Der Druck auf das Asylesen nimmt zu. Das Bundesamt für Migration (BFM) rechnet für 2015 mit bis zu 31 000 Asylgesuchen. Viele der Flüchtlinge kommen übers Mittelmeer. Angesichts von Tausenden Toten denkt BFM-Direktor Mario Gattiker im BLICK-Interview laut darüber nach, den Asylsuchenden einen legalen Weg nach Europa zu ermöglichen. So könne man die kriminellen Schlepper ausschalten. Eine Idee Österreichs mit Asylzentren im Nahen Osten findet Gattiker prüfenswert.
BLICK: 3400 Flüchtlinge starben dieses Jahr im Mittelmeer. Was macht die Schweiz, damit es 2015 nicht wieder zu solchen Tragödien kommt?
Mario Gattiker: Europa ist gefordert, das Möglichste zu tun, um die Menschen auf dem Meer zu retten. Aber vor allem muss sich die instabile Situation in Libyen ändern, und da ist die internationale Staatengemeinschaft gefordert. Die Schweiz engagiert sich in verschiedensten Bereichen, namentlich auch im Rahmen der europäischen Grenzbehörde Frontex.
Die SVP sagt, man müsse die Leute in Libyen an der Überfahrt hindern, ihnen dort helfen.
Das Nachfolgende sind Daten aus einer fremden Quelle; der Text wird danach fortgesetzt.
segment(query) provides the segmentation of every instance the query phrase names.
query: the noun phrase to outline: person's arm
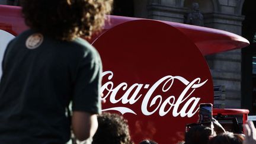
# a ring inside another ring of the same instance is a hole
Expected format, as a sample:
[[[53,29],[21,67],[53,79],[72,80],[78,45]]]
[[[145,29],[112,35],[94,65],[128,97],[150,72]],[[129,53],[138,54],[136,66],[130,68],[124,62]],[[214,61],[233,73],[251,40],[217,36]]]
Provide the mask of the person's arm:
[[[212,118],[212,121],[214,126],[214,130],[217,135],[222,133],[226,133],[225,129],[222,127],[222,126],[219,123],[217,120],[216,120],[214,118]]]
[[[78,140],[83,141],[92,138],[98,128],[97,115],[86,112],[73,111],[72,126]]]

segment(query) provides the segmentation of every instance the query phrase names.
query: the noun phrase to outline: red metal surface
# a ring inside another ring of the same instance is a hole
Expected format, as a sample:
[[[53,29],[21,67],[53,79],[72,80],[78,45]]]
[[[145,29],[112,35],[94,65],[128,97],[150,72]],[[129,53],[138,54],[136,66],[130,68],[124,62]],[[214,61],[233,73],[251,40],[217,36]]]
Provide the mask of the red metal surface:
[[[0,23],[2,25],[0,29],[7,30],[7,31],[11,31],[11,34],[16,36],[27,28],[23,23],[20,7],[0,5]],[[114,15],[109,17],[110,21],[107,21],[103,32],[124,22],[139,19]],[[174,27],[186,35],[196,44],[203,55],[239,49],[249,44],[249,42],[245,39],[227,31],[184,24],[162,22]],[[165,36],[169,37],[171,34],[168,34]],[[93,37],[92,40],[96,39],[99,35]]]
[[[136,143],[143,138],[155,139],[160,144],[181,140],[185,124],[198,119],[196,104],[213,102],[212,76],[201,54],[242,48],[248,41],[212,28],[110,17],[104,31],[91,40],[102,56],[104,71],[113,72],[103,76],[102,89],[107,100],[103,108],[130,111],[124,116]],[[17,36],[27,28],[20,7],[0,5],[0,29]],[[165,79],[171,75],[188,82]],[[199,87],[187,88],[197,78],[201,80],[198,83],[207,81]],[[104,88],[104,85],[108,87]],[[154,113],[148,114],[148,110]],[[193,114],[188,116],[189,111]]]
[[[123,114],[136,143],[146,138],[176,143],[184,138],[186,124],[197,121],[199,103],[213,102],[212,76],[204,57],[188,37],[168,24],[146,20],[122,23],[92,45],[98,47],[104,71],[113,72],[103,78],[103,110]],[[197,84],[207,81],[191,88],[171,76],[189,84],[197,78]],[[135,96],[137,100],[132,100]],[[188,111],[193,114],[187,115]]]

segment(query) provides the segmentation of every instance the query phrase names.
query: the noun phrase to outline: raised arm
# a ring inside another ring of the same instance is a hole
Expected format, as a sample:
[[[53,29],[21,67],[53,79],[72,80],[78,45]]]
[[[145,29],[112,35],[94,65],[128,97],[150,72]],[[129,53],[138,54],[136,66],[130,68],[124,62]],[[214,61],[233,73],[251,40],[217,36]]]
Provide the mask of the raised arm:
[[[92,138],[98,128],[96,114],[82,111],[73,111],[72,121],[75,136],[80,141]]]

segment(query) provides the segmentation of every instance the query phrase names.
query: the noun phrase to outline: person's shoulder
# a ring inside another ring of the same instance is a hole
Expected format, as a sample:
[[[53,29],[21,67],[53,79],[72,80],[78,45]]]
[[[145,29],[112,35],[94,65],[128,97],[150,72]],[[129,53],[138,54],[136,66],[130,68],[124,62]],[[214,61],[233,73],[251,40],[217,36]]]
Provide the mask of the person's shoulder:
[[[83,57],[93,59],[98,56],[98,51],[87,41],[81,38],[76,38],[73,41],[76,49],[83,54]]]

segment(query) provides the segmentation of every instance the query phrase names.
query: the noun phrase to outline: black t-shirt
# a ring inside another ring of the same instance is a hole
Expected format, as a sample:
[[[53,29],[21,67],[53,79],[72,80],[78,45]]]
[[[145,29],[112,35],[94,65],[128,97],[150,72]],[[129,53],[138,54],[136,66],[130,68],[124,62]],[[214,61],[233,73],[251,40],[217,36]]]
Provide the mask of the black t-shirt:
[[[0,143],[65,143],[67,107],[99,113],[101,61],[82,39],[52,39],[28,30],[12,40],[2,62]]]

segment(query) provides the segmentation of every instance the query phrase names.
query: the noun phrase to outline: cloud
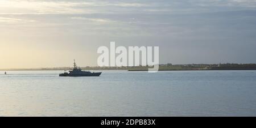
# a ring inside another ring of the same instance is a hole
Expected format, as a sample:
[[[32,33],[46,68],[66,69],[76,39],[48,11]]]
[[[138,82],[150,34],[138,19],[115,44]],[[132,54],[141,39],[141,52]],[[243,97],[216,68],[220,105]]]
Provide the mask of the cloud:
[[[34,22],[35,20],[26,20],[26,19],[17,19],[17,18],[6,18],[6,17],[0,17],[0,23],[24,23],[28,22]]]
[[[71,18],[72,19],[77,19],[77,20],[87,20],[92,22],[96,22],[100,23],[109,23],[115,22],[115,21],[109,19],[100,19],[100,18],[88,18],[84,17],[72,17]]]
Ist das realistisch?
Angesichts der Dramen sind wir gefordert: Jeder Gedanke ist legitim, der versucht, die Flüchtlinge von lebensgefährlichen Überfahrten abzuhalten. Es gibt auch Diskussionen darüber, den wirklich schutzbedürftigen Flüchtlingen einen legalen Weg nach Europa zu verschaffen.
Wie könnte so ein legaler Zugang nach Europa aussehen?
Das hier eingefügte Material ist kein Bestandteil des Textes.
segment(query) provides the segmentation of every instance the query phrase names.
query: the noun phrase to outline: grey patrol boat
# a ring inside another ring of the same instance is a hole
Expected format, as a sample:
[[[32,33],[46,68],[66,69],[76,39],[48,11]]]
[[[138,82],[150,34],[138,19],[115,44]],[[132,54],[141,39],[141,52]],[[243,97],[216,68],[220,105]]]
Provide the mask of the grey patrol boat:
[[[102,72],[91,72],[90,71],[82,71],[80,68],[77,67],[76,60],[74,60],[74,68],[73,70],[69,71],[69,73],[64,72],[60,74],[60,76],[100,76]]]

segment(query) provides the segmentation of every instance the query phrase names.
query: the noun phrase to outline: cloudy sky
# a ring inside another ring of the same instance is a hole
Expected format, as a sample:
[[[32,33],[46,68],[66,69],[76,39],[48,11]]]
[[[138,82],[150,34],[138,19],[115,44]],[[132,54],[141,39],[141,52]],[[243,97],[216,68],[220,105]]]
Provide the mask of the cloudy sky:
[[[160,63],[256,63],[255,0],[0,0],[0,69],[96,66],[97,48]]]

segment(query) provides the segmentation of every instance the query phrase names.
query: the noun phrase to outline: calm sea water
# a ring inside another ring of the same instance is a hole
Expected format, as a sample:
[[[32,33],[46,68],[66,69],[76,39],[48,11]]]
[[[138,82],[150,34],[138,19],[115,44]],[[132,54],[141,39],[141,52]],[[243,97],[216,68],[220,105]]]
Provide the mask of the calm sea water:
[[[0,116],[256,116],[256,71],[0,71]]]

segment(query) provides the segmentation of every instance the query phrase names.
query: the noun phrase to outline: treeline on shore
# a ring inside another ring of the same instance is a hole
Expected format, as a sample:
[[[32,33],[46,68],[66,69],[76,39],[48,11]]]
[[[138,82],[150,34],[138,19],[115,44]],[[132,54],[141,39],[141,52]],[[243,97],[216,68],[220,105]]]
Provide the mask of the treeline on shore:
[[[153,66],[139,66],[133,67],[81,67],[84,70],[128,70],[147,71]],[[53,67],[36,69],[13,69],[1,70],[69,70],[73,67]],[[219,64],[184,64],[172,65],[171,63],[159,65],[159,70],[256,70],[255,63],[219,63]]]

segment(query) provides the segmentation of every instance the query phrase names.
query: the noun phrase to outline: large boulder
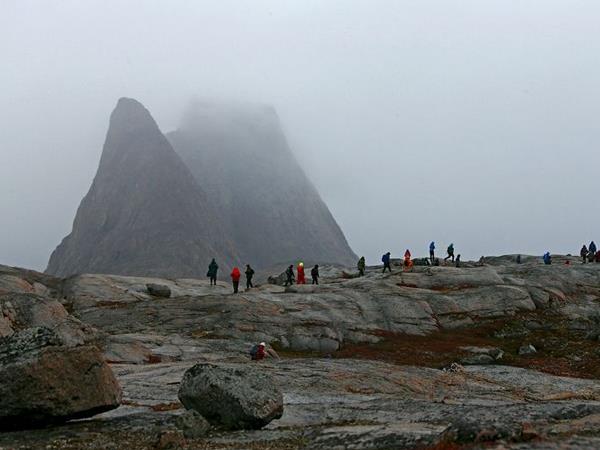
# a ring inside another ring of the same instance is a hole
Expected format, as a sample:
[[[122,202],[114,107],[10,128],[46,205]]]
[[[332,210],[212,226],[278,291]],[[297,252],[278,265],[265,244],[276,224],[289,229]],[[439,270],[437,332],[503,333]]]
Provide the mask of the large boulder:
[[[0,337],[31,327],[50,328],[69,347],[101,346],[105,338],[102,332],[70,315],[54,299],[33,293],[0,294]]]
[[[121,388],[100,351],[33,327],[0,338],[0,429],[31,428],[117,408]]]
[[[179,388],[187,409],[222,428],[258,429],[283,414],[283,394],[275,380],[255,367],[196,364]]]

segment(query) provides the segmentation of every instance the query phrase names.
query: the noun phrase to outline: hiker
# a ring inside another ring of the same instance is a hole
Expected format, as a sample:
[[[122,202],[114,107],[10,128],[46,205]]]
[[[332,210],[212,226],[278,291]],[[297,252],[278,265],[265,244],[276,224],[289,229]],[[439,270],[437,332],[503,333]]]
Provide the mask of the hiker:
[[[452,262],[454,262],[454,244],[450,244],[448,246],[448,256],[444,258],[444,262],[448,261],[449,258],[452,258]]]
[[[287,270],[285,271],[285,276],[286,286],[291,286],[292,284],[294,284],[294,281],[296,281],[296,278],[294,277],[294,266],[290,266],[287,268]]]
[[[544,256],[542,257],[542,259],[544,260],[544,264],[546,264],[546,265],[552,264],[552,256],[550,256],[550,252],[544,253]]]
[[[219,265],[215,261],[215,258],[208,265],[208,273],[206,276],[210,278],[210,285],[217,285],[217,271],[219,270]]]
[[[319,265],[316,264],[315,267],[312,268],[312,270],[310,271],[310,276],[313,279],[313,283],[312,284],[319,284]]]
[[[365,261],[365,257],[364,256],[360,257],[360,259],[358,260],[358,264],[356,265],[356,267],[358,267],[358,276],[359,277],[365,276],[365,268],[367,267],[367,262]]]
[[[587,247],[585,246],[585,244],[583,244],[583,247],[581,247],[581,251],[579,252],[579,255],[581,256],[581,260],[583,261],[584,264],[587,262],[588,253],[589,253],[589,251],[588,251]]]
[[[304,276],[304,263],[298,263],[298,278],[296,279],[296,283],[298,284],[306,284],[306,277]]]
[[[267,348],[267,344],[261,342],[258,345],[253,345],[250,349],[250,358],[252,361],[260,361],[265,358],[279,359],[279,355],[272,348]]]
[[[392,266],[390,266],[390,256],[391,253],[387,252],[381,257],[381,262],[383,263],[383,273],[385,273],[385,269],[388,269],[390,272],[392,271]]]
[[[404,268],[405,269],[412,268],[413,262],[410,259],[411,256],[412,255],[410,254],[410,250],[406,249],[406,251],[404,252]]]
[[[246,290],[253,288],[252,277],[254,276],[254,269],[250,267],[250,264],[246,264]]]
[[[233,293],[234,294],[238,293],[238,288],[240,287],[241,276],[242,276],[242,273],[240,272],[240,269],[238,269],[237,267],[234,267],[233,270],[231,271],[231,282],[233,283]]]

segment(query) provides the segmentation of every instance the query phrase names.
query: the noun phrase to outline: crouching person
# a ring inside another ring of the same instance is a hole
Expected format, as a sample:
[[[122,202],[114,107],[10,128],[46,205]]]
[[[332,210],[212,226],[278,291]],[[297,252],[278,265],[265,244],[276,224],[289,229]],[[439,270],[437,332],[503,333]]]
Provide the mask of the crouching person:
[[[252,361],[260,361],[266,358],[279,359],[277,352],[271,347],[267,348],[264,342],[256,344],[250,350],[250,358]]]

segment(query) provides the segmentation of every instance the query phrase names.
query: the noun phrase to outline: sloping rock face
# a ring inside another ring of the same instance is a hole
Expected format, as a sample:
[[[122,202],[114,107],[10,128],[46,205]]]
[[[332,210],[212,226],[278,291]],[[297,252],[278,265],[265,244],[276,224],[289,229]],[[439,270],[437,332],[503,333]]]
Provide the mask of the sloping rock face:
[[[245,262],[354,264],[340,227],[292,154],[271,107],[196,103],[167,135]]]
[[[236,260],[217,213],[150,113],[122,98],[73,230],[47,272],[203,276]]]
[[[119,406],[121,388],[92,346],[64,345],[49,328],[0,338],[0,429],[89,417]]]
[[[248,366],[196,364],[185,372],[178,396],[186,408],[230,430],[262,428],[283,414],[275,380]]]

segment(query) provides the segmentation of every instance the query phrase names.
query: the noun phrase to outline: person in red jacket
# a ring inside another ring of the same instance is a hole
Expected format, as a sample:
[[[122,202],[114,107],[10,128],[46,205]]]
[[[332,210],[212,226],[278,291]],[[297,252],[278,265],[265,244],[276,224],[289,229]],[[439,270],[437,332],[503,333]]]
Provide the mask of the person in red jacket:
[[[404,252],[404,270],[412,268],[413,262],[410,259],[411,257],[410,250],[407,249],[406,252]]]
[[[240,277],[242,276],[242,273],[240,272],[240,269],[238,269],[237,267],[234,267],[233,270],[231,271],[231,282],[233,283],[233,293],[237,294],[238,288],[240,287]]]
[[[296,277],[296,283],[306,284],[306,277],[304,276],[304,263],[298,264],[298,276]]]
Österreich hat die Idee lanciert, in den Herkunftsregionen eine Art Asylzentren zu führen, zum Beispiel in Jordanien oder im Sudan. Solche Überlegungen sind berechtigt, aber mit weitreichenden Fragen verbunden, die es sorgfältig abzuwägen gilt.
Flüchtlingsfamilien zahlen ja heute bis zu 20 000 Franken für eine gefährliche Schlepperreise.
Das sind enorme Summen. Die Flüchtlinge werden ausgebeutet. Die kriminellen Schlepper agieren skrupellos, ohne Rücksicht auf Menschenleben. Diesen modernen Sklavenhandel müssen wir bekämpfen. Das ist eine prioritäre Aufgabe für die Staatengemeinschaft.
Erwarten Sie nächstes Jahr nochmals eine Welle von Asylgesuchen aus Eritrea?
Wie gross die Anzahl sein wird, können wir nicht voraussagen. Aus Eritrea werden aber weiterhin Asylsuchende kommen, auch wegen der immer grösseren Diaspora. Die Schweiz ist keineswegs das einzige Zielland.
Hilfe vor Ort ist wichtig, auch in den Ländern um Eritrea. Was macht die Schweiz?
Wir versuchen, den Flüchtlingen in der Region Schutz zu bieten. Allein Äthiopien beherbergt rund 600 000 Flüchtlinge, ein grosser Teil aus Eritrea. Auch der Sudan nimmt viele auf. Wir unterstützen dort etliche Projekte internationaler Organisationen – beispielsweise zum Schutz von Menschenhandelsopfern.
Man liest aber von Flüchtlingen, die aus der Schweiz in die Ferien nach Eritrea reisen. Was machen Sie mit diesen Leuten?
Das wäre ein Asylmissbrauch. Wenn man das feststellt, führt das zu einem Asylwiderrufsverfahren.
Hat die gute Sozialhilfe in der Schweiz eine Sogwirkung, zum Beispiel auf Eritreer?
Man kann nicht ausschliessen, dass die Sozialhilfe für die Wahl des Ziellandes ein Faktor ist. Der bedeutendere Faktor für Eritreer ist aber, dass hier schon rund 25 000 Landsleute leben.